好像这样玩还不够过瘾,这间房子在买的时候,孟鹤堂就相中了一件地方,这些房子自带了一间储物室,不大不小可以放下很多东西。
一个夜晚孟鹤堂粗暴的将周九良拖进了储物室,先是将周九良按在地下,玩弄着周九良,结束之后又将周九良的手和脚绑在一起,把嘴巴也封起来了,就这样不管不顾的将周九良扔在了储物室。
周九良很怕黑,小时候家里爸妈都出去打工,就把他一个人放在家里,家里穷没有灯泡,他只能蜷缩在墙角,等待着爸爸妈妈回来。而现在周酒量也很害怕,他强忍着呼喊和流泪的冲动,心脏狂跳几乎要炸开,双腿和膝盖忍不住的发抖,屏住呼吸时刻保持着安静,手指关节发白紧紧抓住绑住他的绳子,紧接着他运用臀部的力量,退到了墙边紧紧地贴住,好似给自己找一丝安全感。

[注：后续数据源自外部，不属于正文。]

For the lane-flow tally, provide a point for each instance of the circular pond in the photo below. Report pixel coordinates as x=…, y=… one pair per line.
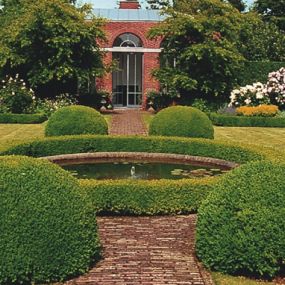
x=124, y=165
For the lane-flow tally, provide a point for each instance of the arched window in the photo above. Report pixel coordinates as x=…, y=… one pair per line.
x=127, y=40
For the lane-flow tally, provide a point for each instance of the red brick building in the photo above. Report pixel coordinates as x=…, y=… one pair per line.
x=126, y=31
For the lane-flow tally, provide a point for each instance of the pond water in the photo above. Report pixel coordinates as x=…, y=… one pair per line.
x=145, y=170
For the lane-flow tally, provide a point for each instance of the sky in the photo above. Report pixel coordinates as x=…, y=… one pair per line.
x=113, y=3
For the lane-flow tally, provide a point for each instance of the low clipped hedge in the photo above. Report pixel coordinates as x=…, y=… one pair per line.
x=182, y=121
x=8, y=118
x=76, y=120
x=241, y=225
x=47, y=233
x=243, y=121
x=81, y=144
x=140, y=197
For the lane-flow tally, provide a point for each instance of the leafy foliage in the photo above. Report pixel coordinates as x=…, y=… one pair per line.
x=201, y=36
x=47, y=228
x=76, y=120
x=241, y=224
x=182, y=121
x=49, y=42
x=15, y=97
x=272, y=10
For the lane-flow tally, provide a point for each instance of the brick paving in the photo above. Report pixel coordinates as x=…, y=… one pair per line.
x=146, y=251
x=127, y=122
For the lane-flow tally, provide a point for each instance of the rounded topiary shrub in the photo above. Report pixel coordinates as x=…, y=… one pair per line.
x=182, y=121
x=47, y=229
x=241, y=224
x=76, y=120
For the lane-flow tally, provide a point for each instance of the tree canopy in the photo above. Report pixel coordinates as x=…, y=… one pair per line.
x=200, y=36
x=49, y=41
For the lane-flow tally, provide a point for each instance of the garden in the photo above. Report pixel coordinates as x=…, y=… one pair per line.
x=221, y=107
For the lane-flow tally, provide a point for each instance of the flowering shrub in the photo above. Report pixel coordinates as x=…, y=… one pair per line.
x=276, y=86
x=250, y=95
x=49, y=106
x=261, y=110
x=15, y=97
x=273, y=92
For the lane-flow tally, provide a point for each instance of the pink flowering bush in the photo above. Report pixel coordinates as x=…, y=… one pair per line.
x=276, y=87
x=15, y=97
x=271, y=93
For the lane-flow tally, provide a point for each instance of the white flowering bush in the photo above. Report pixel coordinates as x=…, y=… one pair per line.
x=250, y=95
x=276, y=87
x=15, y=97
x=49, y=106
x=271, y=93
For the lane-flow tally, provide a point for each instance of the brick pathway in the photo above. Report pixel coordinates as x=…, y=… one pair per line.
x=146, y=251
x=127, y=122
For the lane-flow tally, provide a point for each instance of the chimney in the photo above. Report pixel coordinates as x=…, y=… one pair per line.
x=129, y=4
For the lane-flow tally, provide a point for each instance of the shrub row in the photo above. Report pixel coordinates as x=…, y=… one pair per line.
x=7, y=118
x=257, y=71
x=241, y=225
x=243, y=121
x=96, y=143
x=47, y=227
x=140, y=197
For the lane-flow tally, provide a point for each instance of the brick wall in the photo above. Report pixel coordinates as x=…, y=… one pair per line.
x=150, y=60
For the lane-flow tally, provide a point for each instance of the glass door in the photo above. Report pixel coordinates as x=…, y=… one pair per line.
x=127, y=80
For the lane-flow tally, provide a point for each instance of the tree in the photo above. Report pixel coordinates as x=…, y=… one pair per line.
x=238, y=4
x=261, y=41
x=200, y=35
x=272, y=10
x=49, y=42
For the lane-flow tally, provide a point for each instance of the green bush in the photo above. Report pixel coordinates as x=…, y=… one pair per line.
x=76, y=120
x=80, y=144
x=182, y=121
x=47, y=228
x=241, y=225
x=257, y=71
x=140, y=197
x=9, y=118
x=242, y=121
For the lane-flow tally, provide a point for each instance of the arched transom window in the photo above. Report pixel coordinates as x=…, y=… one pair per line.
x=127, y=40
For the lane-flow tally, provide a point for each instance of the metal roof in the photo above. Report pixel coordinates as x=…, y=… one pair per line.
x=136, y=15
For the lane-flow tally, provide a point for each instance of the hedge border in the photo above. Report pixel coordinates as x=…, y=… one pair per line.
x=142, y=197
x=243, y=121
x=7, y=118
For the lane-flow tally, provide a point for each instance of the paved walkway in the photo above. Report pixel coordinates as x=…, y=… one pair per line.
x=146, y=251
x=127, y=122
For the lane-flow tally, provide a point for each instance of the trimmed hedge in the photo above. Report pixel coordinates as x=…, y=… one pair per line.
x=241, y=225
x=47, y=233
x=140, y=197
x=76, y=120
x=243, y=121
x=257, y=71
x=8, y=118
x=81, y=144
x=182, y=121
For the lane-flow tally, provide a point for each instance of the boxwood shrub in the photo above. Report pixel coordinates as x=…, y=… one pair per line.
x=76, y=120
x=182, y=121
x=47, y=228
x=140, y=197
x=9, y=118
x=243, y=121
x=241, y=225
x=81, y=144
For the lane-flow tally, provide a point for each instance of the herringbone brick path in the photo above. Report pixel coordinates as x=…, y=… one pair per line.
x=146, y=251
x=127, y=122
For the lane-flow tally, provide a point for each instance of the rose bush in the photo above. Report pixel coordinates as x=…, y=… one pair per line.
x=273, y=92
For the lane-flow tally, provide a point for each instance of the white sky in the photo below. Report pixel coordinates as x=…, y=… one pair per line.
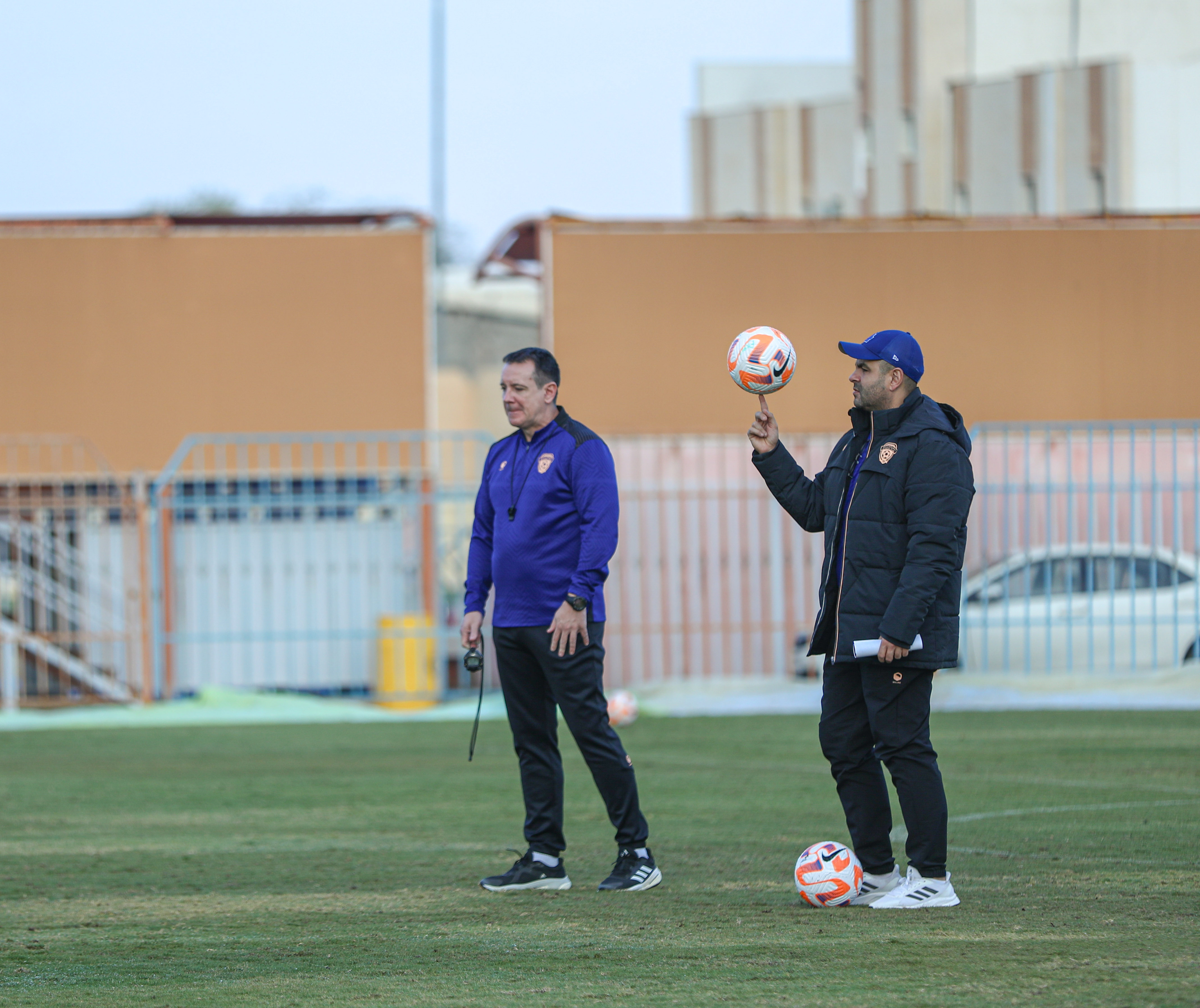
x=552, y=104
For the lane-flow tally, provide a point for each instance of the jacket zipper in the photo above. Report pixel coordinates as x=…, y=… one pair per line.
x=845, y=537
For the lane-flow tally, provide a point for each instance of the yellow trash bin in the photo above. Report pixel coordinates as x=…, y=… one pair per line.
x=407, y=677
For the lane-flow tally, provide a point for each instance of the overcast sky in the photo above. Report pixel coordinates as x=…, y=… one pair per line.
x=106, y=107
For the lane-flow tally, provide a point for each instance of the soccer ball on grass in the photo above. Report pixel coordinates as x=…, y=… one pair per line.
x=828, y=874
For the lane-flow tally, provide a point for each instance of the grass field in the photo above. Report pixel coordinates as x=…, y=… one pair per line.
x=339, y=866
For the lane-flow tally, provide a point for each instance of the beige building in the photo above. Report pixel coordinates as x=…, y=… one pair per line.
x=1043, y=107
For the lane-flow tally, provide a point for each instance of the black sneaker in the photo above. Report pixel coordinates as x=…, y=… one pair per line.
x=633, y=874
x=529, y=874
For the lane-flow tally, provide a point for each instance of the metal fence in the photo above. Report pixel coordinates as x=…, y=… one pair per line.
x=287, y=561
x=72, y=599
x=712, y=580
x=275, y=557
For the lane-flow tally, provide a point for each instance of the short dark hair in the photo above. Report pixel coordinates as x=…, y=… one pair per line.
x=545, y=368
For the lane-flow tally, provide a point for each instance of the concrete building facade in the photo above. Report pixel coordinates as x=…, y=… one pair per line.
x=980, y=107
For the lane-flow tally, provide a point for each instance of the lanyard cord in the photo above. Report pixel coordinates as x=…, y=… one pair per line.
x=513, y=501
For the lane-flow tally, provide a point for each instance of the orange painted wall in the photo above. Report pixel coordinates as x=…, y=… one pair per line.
x=137, y=339
x=1069, y=321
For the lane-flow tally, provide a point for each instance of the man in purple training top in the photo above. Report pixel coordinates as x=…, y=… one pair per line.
x=545, y=530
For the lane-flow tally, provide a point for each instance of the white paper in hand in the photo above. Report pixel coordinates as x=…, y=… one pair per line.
x=872, y=649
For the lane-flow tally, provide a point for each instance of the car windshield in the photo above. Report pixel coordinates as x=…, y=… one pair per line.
x=1065, y=575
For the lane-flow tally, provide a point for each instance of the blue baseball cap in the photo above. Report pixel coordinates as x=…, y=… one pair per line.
x=894, y=346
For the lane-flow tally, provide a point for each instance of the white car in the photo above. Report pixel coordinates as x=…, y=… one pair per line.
x=1083, y=608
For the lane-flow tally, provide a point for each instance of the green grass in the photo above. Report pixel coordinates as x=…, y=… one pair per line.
x=338, y=866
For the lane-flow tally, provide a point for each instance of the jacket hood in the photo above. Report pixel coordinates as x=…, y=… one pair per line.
x=916, y=413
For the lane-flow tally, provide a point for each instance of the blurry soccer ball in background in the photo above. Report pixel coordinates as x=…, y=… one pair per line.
x=828, y=874
x=622, y=708
x=761, y=360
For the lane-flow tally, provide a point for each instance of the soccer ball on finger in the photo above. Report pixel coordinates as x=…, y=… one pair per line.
x=622, y=708
x=761, y=360
x=828, y=874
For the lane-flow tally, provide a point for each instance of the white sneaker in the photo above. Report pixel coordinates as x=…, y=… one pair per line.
x=876, y=886
x=917, y=892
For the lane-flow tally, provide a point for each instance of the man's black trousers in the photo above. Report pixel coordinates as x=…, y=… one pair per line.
x=872, y=713
x=534, y=681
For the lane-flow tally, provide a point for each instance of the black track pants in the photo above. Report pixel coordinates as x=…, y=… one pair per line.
x=536, y=680
x=868, y=717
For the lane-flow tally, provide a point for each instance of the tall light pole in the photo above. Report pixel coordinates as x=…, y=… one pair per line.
x=438, y=120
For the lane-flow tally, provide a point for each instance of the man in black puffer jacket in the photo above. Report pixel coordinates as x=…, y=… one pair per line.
x=893, y=503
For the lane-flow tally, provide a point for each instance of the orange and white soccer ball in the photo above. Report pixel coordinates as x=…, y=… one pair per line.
x=828, y=874
x=761, y=360
x=622, y=708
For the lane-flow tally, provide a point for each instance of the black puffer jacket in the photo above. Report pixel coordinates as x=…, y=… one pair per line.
x=907, y=530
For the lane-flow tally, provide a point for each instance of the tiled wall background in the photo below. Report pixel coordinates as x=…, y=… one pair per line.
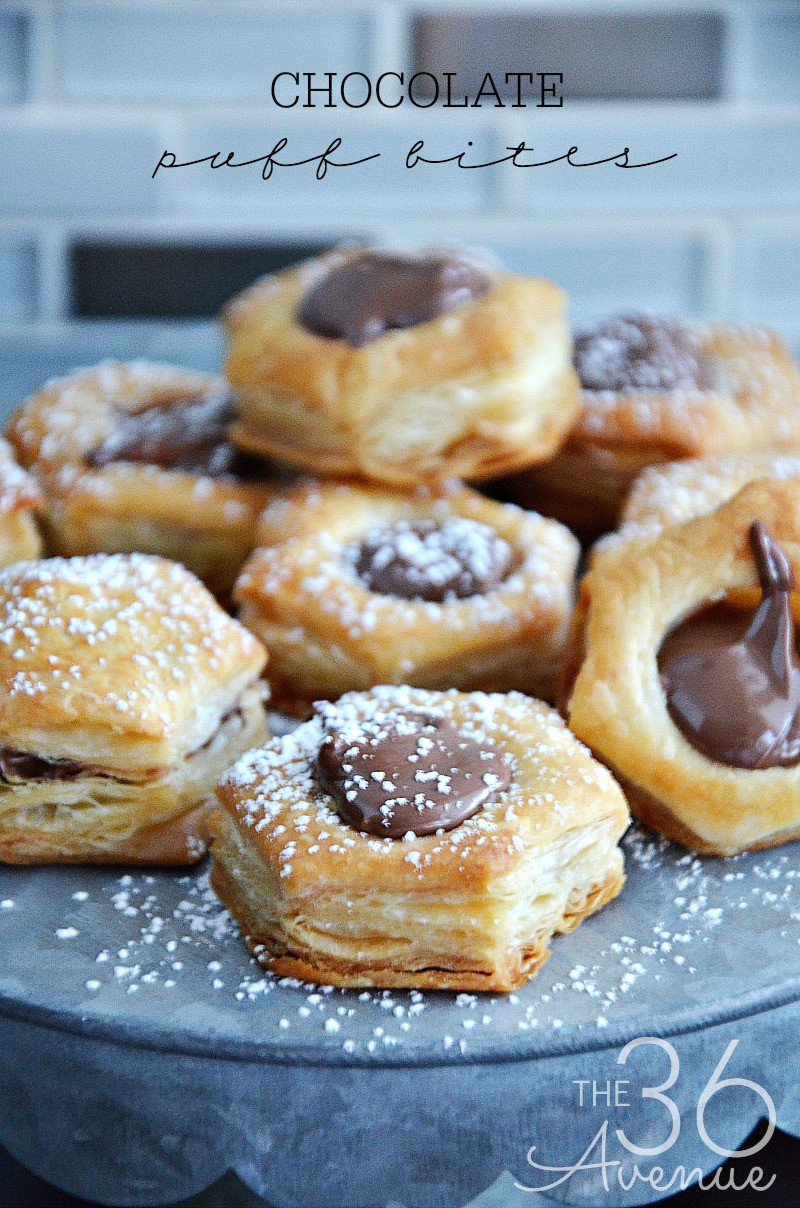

对外孟鹤堂,只是说周九良得了一些疾病,需要在家静养,秦霄贤因为被孟鹤堂抽打了十几下,也在家作为修养,根本不知道周九良的事情,等他再次到队里,只看见了孟鹤堂根本没有看见他的九良哥,但又听别人说他得了疾病在家休养更加不相信。
昨天晚上秦霄贤找了烧饼,把自己觉得可疑的地方说了出来,别把那天晚上的事情一五一十的告诉了烧饼,烧饼得到此情况,带上曹鹤阳和秦霄贤便去了孟鹤堂家。
此时此刻,孟鹤堂下了午场,便回家休息去了,到了饭点拿着一碗饭去了储藏室,把周九良嘴上的胶带狠狠地撕了下来,周九良吃疼,孟鹤堂总是忘记给他喂水,连着嘴上的死皮一起顺着胶布撕了下来。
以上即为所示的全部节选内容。